By David F. Rooney
In a move strongly criticized by one dissident Councillor, City Council has decided it should prevent citizens from exercising their credit cards when they want to pay their property taxes or utility bills.
“We say we want to be Hockeyville but we’re acting more like Smallville,” said Councillor Phil Welock as he and Steve Bender opposed a move by Councillors Chris Johnston, Tony Scarcella, Antoinette Halberstadt and Mayor David Raven to stop people from using credit cards to pay those kinds of bills.
Credit cards will still be accepted at the Community Centre and the Aquatic Centre so the loss of convenience will not be absolute.
“People just need to budget better,” Johnston said during Council’s regular sitting as a Committee of the Whole on Tuesday. The CoW meetings permit Councillors to discuss major issues and take the first steps towards formal adoption of various motions and recommendations during an official Council meeting. This means that while Council really does want to do away with credit card payments it can still change its mind if the issue brings the political waters to a boil.

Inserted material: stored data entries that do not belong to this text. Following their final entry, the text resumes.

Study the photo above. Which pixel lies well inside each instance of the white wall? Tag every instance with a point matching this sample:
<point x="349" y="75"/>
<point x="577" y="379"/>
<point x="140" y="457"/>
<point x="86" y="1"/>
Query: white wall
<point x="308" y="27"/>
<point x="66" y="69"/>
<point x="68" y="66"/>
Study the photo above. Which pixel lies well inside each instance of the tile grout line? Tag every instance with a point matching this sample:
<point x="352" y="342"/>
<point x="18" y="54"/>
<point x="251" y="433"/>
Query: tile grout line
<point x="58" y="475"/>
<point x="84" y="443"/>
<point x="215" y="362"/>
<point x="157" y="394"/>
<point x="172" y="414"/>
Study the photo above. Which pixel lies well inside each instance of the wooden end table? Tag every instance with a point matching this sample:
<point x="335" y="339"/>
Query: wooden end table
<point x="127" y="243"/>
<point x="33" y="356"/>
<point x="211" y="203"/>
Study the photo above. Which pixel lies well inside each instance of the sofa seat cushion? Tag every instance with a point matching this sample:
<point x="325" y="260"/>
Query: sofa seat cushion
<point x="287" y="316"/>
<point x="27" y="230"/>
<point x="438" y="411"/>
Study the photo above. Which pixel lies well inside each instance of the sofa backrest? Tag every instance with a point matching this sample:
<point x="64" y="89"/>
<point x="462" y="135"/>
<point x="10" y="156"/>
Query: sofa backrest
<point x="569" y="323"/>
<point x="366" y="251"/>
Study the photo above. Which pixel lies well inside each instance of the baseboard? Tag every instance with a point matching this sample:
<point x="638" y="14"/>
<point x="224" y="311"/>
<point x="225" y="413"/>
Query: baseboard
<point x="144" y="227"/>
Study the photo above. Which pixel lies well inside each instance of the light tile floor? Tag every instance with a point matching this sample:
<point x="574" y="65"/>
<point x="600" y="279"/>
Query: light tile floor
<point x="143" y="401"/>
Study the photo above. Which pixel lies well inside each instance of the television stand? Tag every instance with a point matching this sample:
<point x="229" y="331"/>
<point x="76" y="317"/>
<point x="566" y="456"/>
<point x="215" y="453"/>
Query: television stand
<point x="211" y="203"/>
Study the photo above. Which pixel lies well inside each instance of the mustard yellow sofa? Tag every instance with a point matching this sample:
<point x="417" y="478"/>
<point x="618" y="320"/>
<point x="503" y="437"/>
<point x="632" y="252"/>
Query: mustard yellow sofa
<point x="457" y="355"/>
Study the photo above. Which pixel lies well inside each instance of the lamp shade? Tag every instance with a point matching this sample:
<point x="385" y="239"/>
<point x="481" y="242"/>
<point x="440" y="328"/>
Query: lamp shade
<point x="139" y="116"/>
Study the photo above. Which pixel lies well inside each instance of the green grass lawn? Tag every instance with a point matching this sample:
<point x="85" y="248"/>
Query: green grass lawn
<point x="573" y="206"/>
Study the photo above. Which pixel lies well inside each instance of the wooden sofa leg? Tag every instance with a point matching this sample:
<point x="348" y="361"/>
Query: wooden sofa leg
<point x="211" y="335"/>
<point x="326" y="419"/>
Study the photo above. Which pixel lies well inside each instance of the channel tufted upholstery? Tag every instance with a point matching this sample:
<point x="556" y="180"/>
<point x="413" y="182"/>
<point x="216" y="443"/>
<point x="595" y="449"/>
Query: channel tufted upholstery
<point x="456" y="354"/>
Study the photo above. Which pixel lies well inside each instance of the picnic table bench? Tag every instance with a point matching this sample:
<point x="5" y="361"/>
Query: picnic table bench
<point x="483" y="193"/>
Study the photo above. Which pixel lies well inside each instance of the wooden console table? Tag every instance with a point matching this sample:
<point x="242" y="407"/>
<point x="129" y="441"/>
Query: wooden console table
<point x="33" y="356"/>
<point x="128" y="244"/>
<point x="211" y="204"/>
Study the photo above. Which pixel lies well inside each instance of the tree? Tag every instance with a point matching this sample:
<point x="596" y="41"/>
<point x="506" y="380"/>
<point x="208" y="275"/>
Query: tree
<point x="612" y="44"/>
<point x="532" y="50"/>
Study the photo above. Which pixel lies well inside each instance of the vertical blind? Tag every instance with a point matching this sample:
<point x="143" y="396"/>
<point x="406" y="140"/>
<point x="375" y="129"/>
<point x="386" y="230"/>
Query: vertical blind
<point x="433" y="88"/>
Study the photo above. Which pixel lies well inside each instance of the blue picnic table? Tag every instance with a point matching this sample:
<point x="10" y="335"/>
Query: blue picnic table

This was not a particularly easy call to make. Even those Councillors opposed to credit card payments noted that they truly are a convenience for many people.
The real question, however, is how much money should the City shell out to ensure that kind of convenience?
Finance Director Graham Inglis told the CoW that the City currently pays about $33,000 a year in credit-card transaction fees and he projected that those payments could balloon to $125,000 per year in 2014.
If the public accepts this decision and doesn’t exert enough pressure on Council to force it to change it’s collective mind the ban on credit card payments for property taxes and utility bills will be passed at next Tuesday’s formal Council meeting. If that happens it will be effective this tax year.
So, will that be cash or cheque this year?